Political groups are pressing to further blur the lines between the myriad and little-regulated types of groups that run politically-tinged advertising, including campaigns, super PACs and nonprofit advocacy groups, according to a document released Tuesday by the Federal Election Commission (FEC).
Already, political action committees have found a way to function as both a traditional PAC, which can give to elections but only accept $5,000 per person, and a super PAC, which can accept unlimited contributions to run its own ads, by maintaining two bank accounts. And super PACs have maintained sister groups organized under a “social welfare” section of the tax code to hide the source of some money.
Now, a conservative group and a House candidate want permission to tie together all those groups, plus candidates themselves, and raise money under one banner, despite the ban on “coordination” between candidates and independent groups that support them, which was the foundation for the Supreme Court’s conclusion that the new groups would not lead to corruption.
The American Future Fund (AFF), a 501(c)4 nonprofit, and the American Future Fund Political Action fund (AFFPA), a PAC in the process of adding a super PAC, have asked the FEC to draft a system by which they can raise money together without risking sanctions.
David M. McIntosh, an Indiana Republican who served two terms in the House in the 1990s before being defeated and is now seeking a return to Congress, wants to join them.
They want to establish an umbrella group, known as a “joint fundraising committee,” that shares fundraising costs and splits donations between the parties.
But to do so, they propose a series of carefully measured tactics.

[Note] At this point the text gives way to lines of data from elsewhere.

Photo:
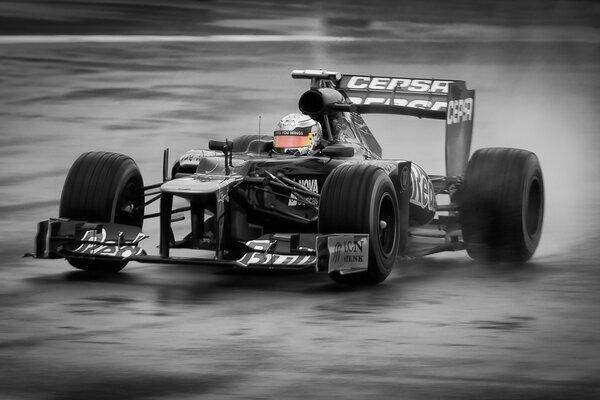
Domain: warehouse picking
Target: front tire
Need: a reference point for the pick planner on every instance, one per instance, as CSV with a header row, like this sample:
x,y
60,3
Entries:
x,y
360,198
103,187
502,205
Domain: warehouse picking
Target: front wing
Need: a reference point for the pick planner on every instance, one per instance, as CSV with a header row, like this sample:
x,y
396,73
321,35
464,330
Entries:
x,y
80,240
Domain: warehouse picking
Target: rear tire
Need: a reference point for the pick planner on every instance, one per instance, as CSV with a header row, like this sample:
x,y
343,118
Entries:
x,y
103,187
502,205
360,198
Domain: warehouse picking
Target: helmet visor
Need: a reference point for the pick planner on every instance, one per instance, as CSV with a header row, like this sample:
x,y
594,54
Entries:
x,y
300,137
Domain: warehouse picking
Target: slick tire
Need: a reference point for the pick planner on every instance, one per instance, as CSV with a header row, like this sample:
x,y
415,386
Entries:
x,y
359,198
254,143
103,187
502,205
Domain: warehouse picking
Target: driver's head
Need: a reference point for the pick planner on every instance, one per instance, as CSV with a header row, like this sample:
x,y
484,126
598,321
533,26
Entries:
x,y
296,133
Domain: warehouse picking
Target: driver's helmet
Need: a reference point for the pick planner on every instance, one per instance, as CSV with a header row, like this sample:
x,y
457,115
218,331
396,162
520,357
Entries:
x,y
296,134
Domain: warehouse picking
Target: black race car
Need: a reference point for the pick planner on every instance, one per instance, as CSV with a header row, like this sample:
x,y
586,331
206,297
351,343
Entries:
x,y
342,209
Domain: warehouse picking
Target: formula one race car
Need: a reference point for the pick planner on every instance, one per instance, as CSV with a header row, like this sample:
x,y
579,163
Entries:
x,y
339,208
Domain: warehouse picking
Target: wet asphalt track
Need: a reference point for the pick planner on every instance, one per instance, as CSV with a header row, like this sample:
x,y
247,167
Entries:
x,y
442,327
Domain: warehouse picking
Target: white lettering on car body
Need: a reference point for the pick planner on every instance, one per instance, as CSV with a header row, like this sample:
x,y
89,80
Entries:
x,y
407,84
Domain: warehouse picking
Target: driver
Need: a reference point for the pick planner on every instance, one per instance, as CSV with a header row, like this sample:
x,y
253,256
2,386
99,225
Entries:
x,y
297,134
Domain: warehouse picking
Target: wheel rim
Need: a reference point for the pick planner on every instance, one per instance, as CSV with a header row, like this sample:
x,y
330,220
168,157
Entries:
x,y
129,205
386,224
533,208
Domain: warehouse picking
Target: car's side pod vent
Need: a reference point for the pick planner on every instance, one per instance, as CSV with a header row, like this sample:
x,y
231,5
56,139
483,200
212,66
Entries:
x,y
315,101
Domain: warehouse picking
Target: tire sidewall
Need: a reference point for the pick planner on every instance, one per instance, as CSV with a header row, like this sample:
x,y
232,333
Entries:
x,y
382,267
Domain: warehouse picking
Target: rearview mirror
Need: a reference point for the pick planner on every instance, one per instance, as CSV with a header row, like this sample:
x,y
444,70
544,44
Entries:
x,y
338,150
220,145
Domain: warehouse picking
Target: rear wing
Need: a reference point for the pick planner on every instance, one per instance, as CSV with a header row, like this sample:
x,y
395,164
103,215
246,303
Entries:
x,y
442,99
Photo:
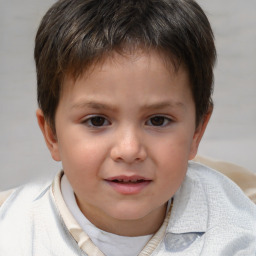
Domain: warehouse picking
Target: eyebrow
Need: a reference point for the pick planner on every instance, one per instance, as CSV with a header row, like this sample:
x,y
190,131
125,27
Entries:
x,y
164,104
102,106
93,105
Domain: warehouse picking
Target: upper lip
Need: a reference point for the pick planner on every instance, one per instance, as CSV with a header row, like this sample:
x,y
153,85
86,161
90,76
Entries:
x,y
124,178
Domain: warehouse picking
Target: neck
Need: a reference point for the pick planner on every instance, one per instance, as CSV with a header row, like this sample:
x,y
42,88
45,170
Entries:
x,y
146,225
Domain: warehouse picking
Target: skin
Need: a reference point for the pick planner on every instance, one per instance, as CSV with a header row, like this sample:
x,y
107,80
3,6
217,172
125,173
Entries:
x,y
129,116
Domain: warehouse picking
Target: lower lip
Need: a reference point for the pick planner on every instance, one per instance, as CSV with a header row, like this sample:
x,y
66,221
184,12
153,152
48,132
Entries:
x,y
129,188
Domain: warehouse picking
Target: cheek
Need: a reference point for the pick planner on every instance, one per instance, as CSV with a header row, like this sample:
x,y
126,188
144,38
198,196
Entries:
x,y
81,155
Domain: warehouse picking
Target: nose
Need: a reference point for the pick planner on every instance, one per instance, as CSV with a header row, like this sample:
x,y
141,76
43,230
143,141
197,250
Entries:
x,y
128,147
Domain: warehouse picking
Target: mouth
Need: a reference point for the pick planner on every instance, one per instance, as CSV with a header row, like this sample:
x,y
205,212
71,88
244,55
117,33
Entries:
x,y
128,185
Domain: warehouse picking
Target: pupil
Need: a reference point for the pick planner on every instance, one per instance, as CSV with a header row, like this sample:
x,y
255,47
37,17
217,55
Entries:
x,y
157,120
97,121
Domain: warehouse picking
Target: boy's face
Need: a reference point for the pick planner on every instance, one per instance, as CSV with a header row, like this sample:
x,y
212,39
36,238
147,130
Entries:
x,y
124,133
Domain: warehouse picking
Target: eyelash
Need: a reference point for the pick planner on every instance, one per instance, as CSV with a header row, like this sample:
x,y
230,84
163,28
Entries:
x,y
103,121
89,120
166,121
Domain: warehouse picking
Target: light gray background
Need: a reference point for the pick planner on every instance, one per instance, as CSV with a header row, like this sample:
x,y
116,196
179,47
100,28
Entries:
x,y
231,133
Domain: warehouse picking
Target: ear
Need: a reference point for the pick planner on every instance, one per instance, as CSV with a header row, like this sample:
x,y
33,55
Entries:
x,y
199,132
49,135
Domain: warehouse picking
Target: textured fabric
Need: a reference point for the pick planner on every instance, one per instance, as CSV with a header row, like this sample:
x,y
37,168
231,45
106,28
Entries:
x,y
244,178
210,217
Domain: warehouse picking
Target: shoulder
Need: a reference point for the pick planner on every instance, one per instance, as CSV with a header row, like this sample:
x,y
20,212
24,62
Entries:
x,y
224,198
244,178
4,195
21,197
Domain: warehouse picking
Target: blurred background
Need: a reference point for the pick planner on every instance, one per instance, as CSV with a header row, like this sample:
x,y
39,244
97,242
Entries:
x,y
231,134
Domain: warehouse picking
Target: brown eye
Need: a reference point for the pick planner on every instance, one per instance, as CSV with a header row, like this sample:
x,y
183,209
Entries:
x,y
96,121
158,121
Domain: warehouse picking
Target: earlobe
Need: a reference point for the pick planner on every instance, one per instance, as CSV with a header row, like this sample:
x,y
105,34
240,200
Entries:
x,y
199,134
49,135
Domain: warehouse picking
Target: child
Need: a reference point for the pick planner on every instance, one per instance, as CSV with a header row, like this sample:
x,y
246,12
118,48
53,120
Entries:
x,y
124,93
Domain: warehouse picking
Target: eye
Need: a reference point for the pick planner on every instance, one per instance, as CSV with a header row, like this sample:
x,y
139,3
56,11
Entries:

“A candidate will have the opportunity to review and edit all materials prepared for use in connection with joint fundraising efforts … [but] will not be involved in preparing any of the [Joint Fundraising Committee] material,” an FEC attorney summarized her understanding of the proposal.
They would advertise the candidate’s involvement in the group, and his attendance at the event, but not refer to him by certain official titles.
And they would hold fundraising events, but solicit the checks before the in-person event, not at it.
By consolidating, the groups would take some of the guesswork out of the equation for companies, unions and wealthy individuals who want to influence politics. They could simply give any amount they want, and the committee would determine which of its components could legally accept it, and in what amounts.
For example, “the first $5,000 received by the fundraising representative would be allocated to AFF and any amounts from individuals in excess of $5,000 would be split evenly between AFF, AFFPA’s noncontribution account, and the [super PAC]; all corporate and labor organization funds received would be split evenly between AFF, AFFPA’s non-contribution account, and the [super PAC],” the document proposes.
The Federal Election Commission staff typically prepares one or more proposed responses to requests for Advisory Opinions, as they are known, and the six-member Commission, which is split evenly between parties, would vote on which response to approve.